Over The Edge Artist: Wipers Release Date: 1983
Kurt's "Top 50" list ultimately included three albums by Portland, Oregon's Wipers: Is This Real?, Youth of America and 1983's Over the Edge. Singer-guitar monster Greg Sage's band was ferociously chugging and deeply into its own alienation -- and operated independently of the music-business machine -- years before anyone else in the Pacific Northwest caught on to their techniques. Nirvana and Hole both eventually covered Wipers songs; "So Young," from this album, could very easily be mistaken for a Cobain original.
Singles 1-12 Artist: Melvins Release Date: 1997
If you were a punk rock kid in Aberdeen, Washington in the mid-'80s, the Melvins were IT: they spiked their hardcore with brutal metal, they could play scorchingly fast or tortuously slow, they got to play in Olympia and Seattle and their practice space was the locus of the local punk scene. They also had a knack for doing screwed-up things on their recordings, and the 1996 series of singles collected here is classic Melvins -- tributes to the Germs, Flipper and Butthole Surfers, corrosive audio experiments and straight-up blasts of the grunge style they helped to invent.
Jamboree Artist: Beat Happening Release Date: 1988
In some ways, Kurt never quite fit in with Olympia's K Records, their flagship band Beat Happening and the "love-rock" scene around them -- too much tummy-rubbing, not enough gut-punch -- but he loved it enough that he got the K logo tattooed on his left arm, and its fascination with childhood fed his own. 1988's Jamboree, evidently his favorite Beat Happening record, is half pastel nostalgia, half savage dread, a la-la pop album that collapses into a puddle of screeching noise at the end.
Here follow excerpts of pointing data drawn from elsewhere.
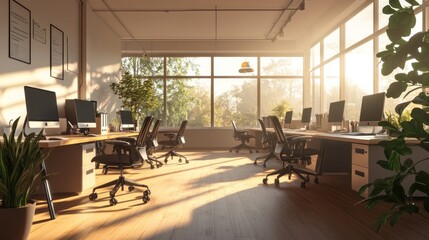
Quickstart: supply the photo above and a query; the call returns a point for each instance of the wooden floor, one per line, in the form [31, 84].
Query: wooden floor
[219, 195]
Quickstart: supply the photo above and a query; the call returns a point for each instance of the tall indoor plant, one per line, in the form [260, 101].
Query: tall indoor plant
[415, 52]
[20, 159]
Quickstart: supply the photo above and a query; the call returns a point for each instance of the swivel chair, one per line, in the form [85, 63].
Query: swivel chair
[152, 143]
[243, 136]
[292, 152]
[268, 142]
[137, 142]
[125, 154]
[175, 140]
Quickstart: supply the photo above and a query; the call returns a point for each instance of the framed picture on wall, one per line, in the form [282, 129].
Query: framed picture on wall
[57, 53]
[19, 32]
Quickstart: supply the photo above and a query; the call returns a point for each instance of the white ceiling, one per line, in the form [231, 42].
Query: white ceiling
[159, 25]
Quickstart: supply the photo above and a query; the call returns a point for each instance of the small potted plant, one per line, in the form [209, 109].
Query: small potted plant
[20, 159]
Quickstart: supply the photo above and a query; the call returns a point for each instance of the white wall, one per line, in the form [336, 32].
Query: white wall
[103, 57]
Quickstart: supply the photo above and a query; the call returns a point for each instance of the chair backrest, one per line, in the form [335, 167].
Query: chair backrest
[180, 138]
[141, 138]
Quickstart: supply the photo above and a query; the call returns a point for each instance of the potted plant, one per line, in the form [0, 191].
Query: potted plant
[414, 51]
[20, 159]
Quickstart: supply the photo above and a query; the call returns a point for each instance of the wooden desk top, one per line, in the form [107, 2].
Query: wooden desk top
[79, 139]
[369, 140]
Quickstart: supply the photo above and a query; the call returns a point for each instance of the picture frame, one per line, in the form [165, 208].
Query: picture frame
[19, 32]
[56, 52]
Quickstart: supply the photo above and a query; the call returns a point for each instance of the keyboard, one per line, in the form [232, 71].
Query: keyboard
[56, 138]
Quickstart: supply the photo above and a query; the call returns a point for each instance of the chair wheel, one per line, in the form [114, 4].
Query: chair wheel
[93, 196]
[113, 201]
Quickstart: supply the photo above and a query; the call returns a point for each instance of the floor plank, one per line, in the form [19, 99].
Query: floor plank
[219, 195]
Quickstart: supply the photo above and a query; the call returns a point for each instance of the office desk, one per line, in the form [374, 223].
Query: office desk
[68, 167]
[355, 155]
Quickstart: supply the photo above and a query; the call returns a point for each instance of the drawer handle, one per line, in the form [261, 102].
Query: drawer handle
[359, 173]
[360, 151]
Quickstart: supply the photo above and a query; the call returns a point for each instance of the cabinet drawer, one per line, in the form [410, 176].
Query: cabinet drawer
[359, 178]
[360, 155]
[88, 152]
[88, 176]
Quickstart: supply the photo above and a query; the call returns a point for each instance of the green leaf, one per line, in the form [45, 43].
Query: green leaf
[413, 2]
[388, 10]
[399, 109]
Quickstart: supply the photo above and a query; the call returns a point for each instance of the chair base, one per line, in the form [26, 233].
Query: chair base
[121, 182]
[245, 146]
[171, 154]
[289, 170]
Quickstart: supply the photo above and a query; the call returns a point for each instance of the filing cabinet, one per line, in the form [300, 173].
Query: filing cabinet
[70, 169]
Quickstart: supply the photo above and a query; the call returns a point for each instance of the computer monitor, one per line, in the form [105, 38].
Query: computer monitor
[42, 110]
[336, 112]
[81, 113]
[306, 116]
[288, 117]
[126, 119]
[372, 109]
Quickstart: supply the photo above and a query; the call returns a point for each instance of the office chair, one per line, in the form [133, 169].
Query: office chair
[152, 143]
[268, 142]
[175, 140]
[293, 152]
[125, 154]
[243, 136]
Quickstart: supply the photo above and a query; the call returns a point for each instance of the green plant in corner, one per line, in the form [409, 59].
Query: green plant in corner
[136, 94]
[20, 160]
[399, 53]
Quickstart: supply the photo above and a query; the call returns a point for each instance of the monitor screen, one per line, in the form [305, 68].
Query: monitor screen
[126, 119]
[336, 112]
[372, 109]
[42, 110]
[288, 117]
[81, 114]
[306, 115]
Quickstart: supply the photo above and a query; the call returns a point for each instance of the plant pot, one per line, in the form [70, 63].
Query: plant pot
[17, 221]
Bayou Country Artist: Creedence Clearwater Revival Release Date: 1969 Like a lot of other punk bands, Nirvana adored classic rock; unlike most of their peers, they embraced it -- one of Cobain and Novoselic's first attempts to play music together was a Creedence cover band. Kurt cited this 1969 album as a favorite of his, and you can hear a lot of John Fogerty's throaty bellow on "Born on the Bayou" in the way he taught himself to sing; you can also hear how Creedence's sturdy chording and simple melodies resurfaced in Nirvana's music. What Nirvana might also have picked up from Creedence, though, was the art of self-reinvention and presentation: remember, Fogerty's really a Cali kid, not a bayou native.
LiliPUT Artist: Kleenex / LiliPUT Release Date: 2003 "Anything by Kleenex" was the way Kurt usually put it on his lists of favorite records. The young Swiss women who recorded first as Kleenex and then as LiLiPUT between 1978 and 1983 had a garbled discography, and this compilation of everything by them didn't appear in the US until 2001. So start with their delirious, glorious singles "Split," "Ain't You" and "Eisiger Wind," full of shrieks and chirps, and powered by the rhythms of people who are determined to play their way and nobody else's.